What I knew about Paul Primas when I began was that he was my grandfather Oscar Primas’ father and my father’s grandfather. I knew he had a wife who lived for over 20 years past his death. He had five children, four boys and one girl. I was told he was from a town called Nekla in what is present day Poland but was Prussia when he lived there.
I wrote to my grand-uncles who still survived and asked for more details. There was another son who died young. Paul’s wife was Emma Natalie Stroschein. They had been married in Prussia before they made the trip over. Her parents were Ludwig and Susanna Stroschein. I was never told anything further about Paul.
Later I learned that Paul and Emma had come to the US in about 1887. They came to Chicago yet three of their children were born in Wisconsin.
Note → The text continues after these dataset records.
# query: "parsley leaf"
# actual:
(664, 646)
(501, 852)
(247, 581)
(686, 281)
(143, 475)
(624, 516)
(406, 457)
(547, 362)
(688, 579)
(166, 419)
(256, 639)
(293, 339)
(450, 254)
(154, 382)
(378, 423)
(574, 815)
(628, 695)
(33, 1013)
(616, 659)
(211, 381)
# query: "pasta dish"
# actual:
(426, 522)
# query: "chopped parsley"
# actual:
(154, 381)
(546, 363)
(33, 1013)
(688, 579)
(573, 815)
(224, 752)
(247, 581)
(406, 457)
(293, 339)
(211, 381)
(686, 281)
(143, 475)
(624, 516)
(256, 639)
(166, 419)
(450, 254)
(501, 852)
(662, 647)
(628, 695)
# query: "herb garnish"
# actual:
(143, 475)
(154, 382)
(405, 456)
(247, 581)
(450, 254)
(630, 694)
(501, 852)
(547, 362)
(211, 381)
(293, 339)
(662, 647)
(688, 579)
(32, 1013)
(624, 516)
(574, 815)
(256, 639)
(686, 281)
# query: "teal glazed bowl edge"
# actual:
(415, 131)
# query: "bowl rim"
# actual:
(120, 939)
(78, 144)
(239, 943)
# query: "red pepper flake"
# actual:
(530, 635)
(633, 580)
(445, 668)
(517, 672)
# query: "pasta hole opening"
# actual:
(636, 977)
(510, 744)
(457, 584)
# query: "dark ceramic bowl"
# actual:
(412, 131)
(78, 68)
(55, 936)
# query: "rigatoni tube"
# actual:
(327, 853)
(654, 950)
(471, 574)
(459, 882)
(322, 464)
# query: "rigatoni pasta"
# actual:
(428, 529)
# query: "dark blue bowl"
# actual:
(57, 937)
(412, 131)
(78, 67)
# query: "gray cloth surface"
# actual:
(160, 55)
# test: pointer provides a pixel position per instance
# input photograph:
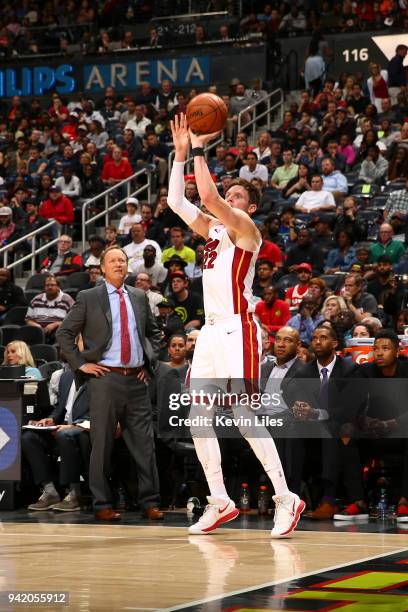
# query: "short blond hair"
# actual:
(23, 352)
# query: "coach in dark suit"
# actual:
(318, 397)
(121, 342)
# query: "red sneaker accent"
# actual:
(296, 516)
(402, 510)
(224, 519)
(352, 510)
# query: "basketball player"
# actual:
(229, 345)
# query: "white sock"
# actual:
(209, 455)
(49, 488)
(265, 450)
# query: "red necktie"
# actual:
(124, 329)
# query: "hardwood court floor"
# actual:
(123, 567)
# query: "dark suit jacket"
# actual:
(80, 409)
(305, 386)
(91, 316)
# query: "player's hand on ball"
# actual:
(179, 132)
(200, 140)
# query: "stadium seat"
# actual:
(30, 334)
(49, 368)
(9, 333)
(15, 316)
(77, 280)
(44, 351)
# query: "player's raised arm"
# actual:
(237, 220)
(197, 220)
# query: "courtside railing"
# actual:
(106, 196)
(274, 103)
(34, 238)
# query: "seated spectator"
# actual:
(92, 256)
(299, 184)
(111, 234)
(263, 149)
(156, 153)
(294, 295)
(144, 283)
(10, 294)
(48, 310)
(347, 151)
(38, 448)
(126, 222)
(397, 202)
(283, 174)
(333, 180)
(332, 152)
(64, 261)
(117, 170)
(385, 245)
(69, 184)
(252, 169)
(271, 312)
(343, 257)
(18, 353)
(332, 306)
(349, 220)
(358, 301)
(264, 277)
(317, 199)
(386, 288)
(95, 276)
(135, 249)
(188, 305)
(304, 251)
(37, 165)
(307, 319)
(58, 207)
(139, 123)
(8, 229)
(177, 237)
(374, 167)
(154, 269)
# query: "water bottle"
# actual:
(383, 505)
(192, 504)
(263, 501)
(244, 505)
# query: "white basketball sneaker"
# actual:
(288, 509)
(215, 514)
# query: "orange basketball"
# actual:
(206, 113)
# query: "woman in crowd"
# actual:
(377, 85)
(362, 330)
(343, 257)
(332, 306)
(398, 167)
(18, 353)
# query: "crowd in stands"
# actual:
(103, 27)
(333, 215)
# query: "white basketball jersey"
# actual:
(228, 275)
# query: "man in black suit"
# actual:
(317, 396)
(39, 446)
(121, 342)
(381, 395)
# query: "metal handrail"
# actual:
(105, 195)
(34, 251)
(109, 209)
(267, 113)
(207, 148)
Paul died in Chicago in December 1906 at the age of 46 years old leaving his wife with five children ranging in age from 18 years old to 9 years old (my grandfather).
|Paul Primas' sons: Otto, Fred, Frank and Oscar c.1948|
Over the years I have been searching, researching, writing letters and trying to find out more about Paul Primas. As a teenager I wrote to the German Consulate to ask how to find records I was looking for and was told all the records were lost in the war (World War II) and any that did survive were now behind the Iron Curtain and unavailable. I kept looking and asking.
As more information came on-line, I started to get little hints and clues. He arrived in Baltimore, not Ellis Island. He came with his wife Emma and their son Franz on the ship Köln from Bremen I found his citizenship was granted in Dunn County Wisconsin, even though his Declaration of Intent was filed in Cook County. In the 1891 City Directory for Chicago he is listed as a tailor. Based on his children’s birth records, between 1893 and 1897 when he was in Wisconsin he was a laborer in the lumber camps. In the 1900 US Census he and his family are living at 156 North Kedzie in Chicago and he is listed as a janitor.
In 2012 I decided I needed to go to Poland and try to find out more information about my elusive great-grandfather Paul. I still had many questions.